The following code calculates and prints the model coefficients. The coefficients can be useful for asessing the relative importance of each of the features (especially if all of the features are on the same scale).

print('Intercept') print (fit.intercept_) print('Coefficients') print(fit.coef_)

Intercept [-5.37940024] Coefficients [[ 0.74640783 10.84130871 0.90409127 0.42400431 0.04745981]]

The coefficient output is in the same order as the columns in the training dataset.
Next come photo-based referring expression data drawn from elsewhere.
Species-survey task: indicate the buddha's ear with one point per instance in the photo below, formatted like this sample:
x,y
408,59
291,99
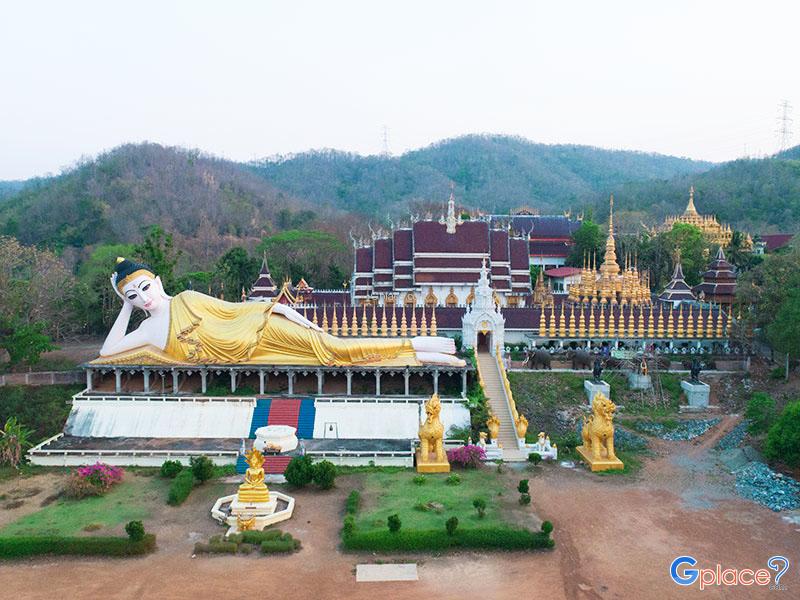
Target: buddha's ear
x,y
160,286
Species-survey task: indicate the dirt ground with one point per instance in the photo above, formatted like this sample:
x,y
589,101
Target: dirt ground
x,y
615,538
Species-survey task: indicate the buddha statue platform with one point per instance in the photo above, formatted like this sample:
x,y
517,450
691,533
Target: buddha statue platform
x,y
253,506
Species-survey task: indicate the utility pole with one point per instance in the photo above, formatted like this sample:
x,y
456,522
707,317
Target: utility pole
x,y
784,129
386,141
I'll create a dataframe to make it easier to match the coefficients with the features.

weights =pd.DataFrame({'Attributes':list(X_train.columns),'Coefficients':list(fit.coef_)[0]}) weights

Attributes | Coefficients | |
---|---|---|

0 | Atr6 | 0.746408 |

1 | Atr7 | 10.841309 |

2 | Atr43 | 0.904091 |

3 | Atr45 | 0.424004 |

4 | Atr46 | 0.047460 |

The most important attribute was number 7: "We are like two strangers who share the same environment at home rather than family."

Makes sense.

### Making predictions

Now use your trained logistic regression model to predict Divorce using both the test and train datasets, and calculate the accuracy of predictions for both.

#Predict Divorce pred_y_sklearn = lr.predict(X_test) pred_y_sklearn = lr.predict(X_train) print('\n Accuracy') print('Test',lr.score(X_test, Y_test)) print('Train',lr.score(X_train, Y_train))

Accuracy Test 0.9117647058823529 Train 0.9044117647058824

There are no signs of overfitting, as the test set accuracy is about the same as the training set accuracy. An accuracy above 87% is not bad, but accuracy might be improved by using PCA (Principal Component Analysis) to deal with correlated variables, rather than throwing them out.